Cranberry Turkey Cutlets Recipe
- 1 cup thinly sliced onion
- 2 teaspoons canola oil
- 2 cups dried cranberries
- 2 cups orange juice
- 1-1/2 teaspoons balsamic vinegar
- 6 turkey cutlets (1/2-inch thick and 4 ounces each )
- 1/2 teaspoon salt
- 1/2 teaspoon pepper
- 1. In a large skillet, saute onion in oil for about 6 minutes or until lightly browned. Stir in the cranberries, orange juice and vinegar.
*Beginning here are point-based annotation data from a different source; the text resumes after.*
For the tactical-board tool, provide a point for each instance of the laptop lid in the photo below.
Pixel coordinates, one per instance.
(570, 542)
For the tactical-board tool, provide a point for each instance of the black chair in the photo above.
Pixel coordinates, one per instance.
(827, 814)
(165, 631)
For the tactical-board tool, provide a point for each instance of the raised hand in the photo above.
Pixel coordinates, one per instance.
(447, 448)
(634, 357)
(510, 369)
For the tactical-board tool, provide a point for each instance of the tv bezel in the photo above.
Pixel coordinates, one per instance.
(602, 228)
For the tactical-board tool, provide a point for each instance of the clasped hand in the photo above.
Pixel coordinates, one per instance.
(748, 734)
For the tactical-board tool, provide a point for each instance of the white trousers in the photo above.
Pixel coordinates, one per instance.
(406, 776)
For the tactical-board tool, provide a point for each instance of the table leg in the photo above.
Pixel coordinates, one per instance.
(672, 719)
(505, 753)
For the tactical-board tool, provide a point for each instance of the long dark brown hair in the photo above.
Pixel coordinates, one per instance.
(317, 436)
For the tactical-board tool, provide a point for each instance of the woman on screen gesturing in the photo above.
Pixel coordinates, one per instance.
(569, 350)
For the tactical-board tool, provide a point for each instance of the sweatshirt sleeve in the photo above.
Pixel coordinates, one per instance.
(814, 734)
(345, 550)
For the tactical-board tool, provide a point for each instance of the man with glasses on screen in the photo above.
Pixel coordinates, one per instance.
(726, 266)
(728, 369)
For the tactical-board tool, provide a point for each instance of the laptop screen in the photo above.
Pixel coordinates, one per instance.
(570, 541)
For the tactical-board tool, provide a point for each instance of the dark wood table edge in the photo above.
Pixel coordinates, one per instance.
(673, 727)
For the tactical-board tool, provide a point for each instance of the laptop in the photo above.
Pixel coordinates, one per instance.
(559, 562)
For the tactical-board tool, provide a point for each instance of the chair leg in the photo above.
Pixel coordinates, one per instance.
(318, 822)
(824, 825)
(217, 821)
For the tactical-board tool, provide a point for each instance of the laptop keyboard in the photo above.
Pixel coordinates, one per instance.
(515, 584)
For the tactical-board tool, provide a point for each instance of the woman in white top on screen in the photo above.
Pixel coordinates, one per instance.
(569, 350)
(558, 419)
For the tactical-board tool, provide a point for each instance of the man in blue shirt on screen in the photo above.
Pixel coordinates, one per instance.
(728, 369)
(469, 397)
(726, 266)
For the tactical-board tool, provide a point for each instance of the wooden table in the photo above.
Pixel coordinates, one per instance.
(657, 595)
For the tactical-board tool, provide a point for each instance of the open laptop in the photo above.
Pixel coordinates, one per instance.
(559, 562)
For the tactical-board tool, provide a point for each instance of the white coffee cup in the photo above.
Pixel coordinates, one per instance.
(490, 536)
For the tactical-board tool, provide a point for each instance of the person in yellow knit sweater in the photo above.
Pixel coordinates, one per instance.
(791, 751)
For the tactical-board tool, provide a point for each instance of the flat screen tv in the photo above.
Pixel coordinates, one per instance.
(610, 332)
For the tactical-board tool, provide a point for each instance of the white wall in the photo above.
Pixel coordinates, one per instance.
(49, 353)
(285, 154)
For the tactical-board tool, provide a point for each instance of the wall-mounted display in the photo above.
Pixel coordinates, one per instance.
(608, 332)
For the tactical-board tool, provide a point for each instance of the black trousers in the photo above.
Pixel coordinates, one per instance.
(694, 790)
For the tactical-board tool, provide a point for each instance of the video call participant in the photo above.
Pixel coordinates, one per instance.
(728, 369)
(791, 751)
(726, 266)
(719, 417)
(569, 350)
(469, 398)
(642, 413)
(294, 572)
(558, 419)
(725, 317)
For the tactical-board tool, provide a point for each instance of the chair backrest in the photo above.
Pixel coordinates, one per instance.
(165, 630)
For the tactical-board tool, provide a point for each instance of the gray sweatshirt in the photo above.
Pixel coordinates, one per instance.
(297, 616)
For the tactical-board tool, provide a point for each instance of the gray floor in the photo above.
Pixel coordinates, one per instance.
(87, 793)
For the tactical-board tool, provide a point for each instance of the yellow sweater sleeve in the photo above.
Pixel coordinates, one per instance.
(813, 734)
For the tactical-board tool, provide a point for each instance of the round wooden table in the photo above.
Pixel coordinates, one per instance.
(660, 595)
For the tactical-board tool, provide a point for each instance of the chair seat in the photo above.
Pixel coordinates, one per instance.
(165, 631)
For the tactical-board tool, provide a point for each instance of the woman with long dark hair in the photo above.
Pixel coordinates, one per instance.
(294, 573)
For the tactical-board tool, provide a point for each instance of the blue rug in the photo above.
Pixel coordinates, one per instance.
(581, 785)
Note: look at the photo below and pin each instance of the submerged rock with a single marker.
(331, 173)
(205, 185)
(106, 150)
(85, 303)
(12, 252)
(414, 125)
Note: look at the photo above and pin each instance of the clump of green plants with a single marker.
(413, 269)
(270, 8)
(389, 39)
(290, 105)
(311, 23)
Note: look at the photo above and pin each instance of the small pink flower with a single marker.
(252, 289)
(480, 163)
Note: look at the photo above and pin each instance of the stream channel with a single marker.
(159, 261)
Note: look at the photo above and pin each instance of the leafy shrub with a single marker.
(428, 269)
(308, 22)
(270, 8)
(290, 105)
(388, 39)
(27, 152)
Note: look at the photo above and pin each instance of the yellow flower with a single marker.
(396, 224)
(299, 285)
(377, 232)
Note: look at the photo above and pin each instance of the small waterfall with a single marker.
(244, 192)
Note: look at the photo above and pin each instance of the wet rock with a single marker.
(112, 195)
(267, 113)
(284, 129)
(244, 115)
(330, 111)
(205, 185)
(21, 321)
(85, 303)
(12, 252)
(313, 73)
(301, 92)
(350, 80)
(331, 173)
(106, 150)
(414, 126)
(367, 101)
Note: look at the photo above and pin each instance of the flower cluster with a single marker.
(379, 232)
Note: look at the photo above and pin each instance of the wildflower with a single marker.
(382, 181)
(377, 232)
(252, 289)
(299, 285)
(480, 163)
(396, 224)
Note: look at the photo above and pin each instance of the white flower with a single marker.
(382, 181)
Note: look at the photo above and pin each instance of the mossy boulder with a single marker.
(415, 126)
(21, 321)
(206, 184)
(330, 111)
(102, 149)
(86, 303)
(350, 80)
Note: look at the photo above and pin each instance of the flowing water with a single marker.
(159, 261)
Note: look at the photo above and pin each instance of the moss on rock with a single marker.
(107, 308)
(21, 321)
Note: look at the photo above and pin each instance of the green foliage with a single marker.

Bring to a boil over medium heat; cook and stir until sauce begins to thicken. Set aside.
- 2. Sprinkle turkey cutlets with salt and pepper. Using long-handled tongs, moisten a paper towel with cooking oil and lightly coat the grill rack. Prepare grill for indirect heat using a drip pan.
- 3. Place turkey over drip pan and grill, covered, over indirect medium heat for 5-6 minutes on each side or until a meat thermometer reads 170°. Top each cutlet with some of the cranberry sauce; grill 1-2 minutes longer. Serve with remaining cranberry sauce. Yield: 6 servings.
1 cutlet with 1/3 cup cranberry sauce equals 309 calories, 2 g fat (trace saturated fat, 70 mg cholesterol, 252 mg sodium, 40 g carbohydrate, 4 g fiber, 29 g protein. Diabetic Exchanges: 3 lean meat, 1-1/2 starch, 1 fruit.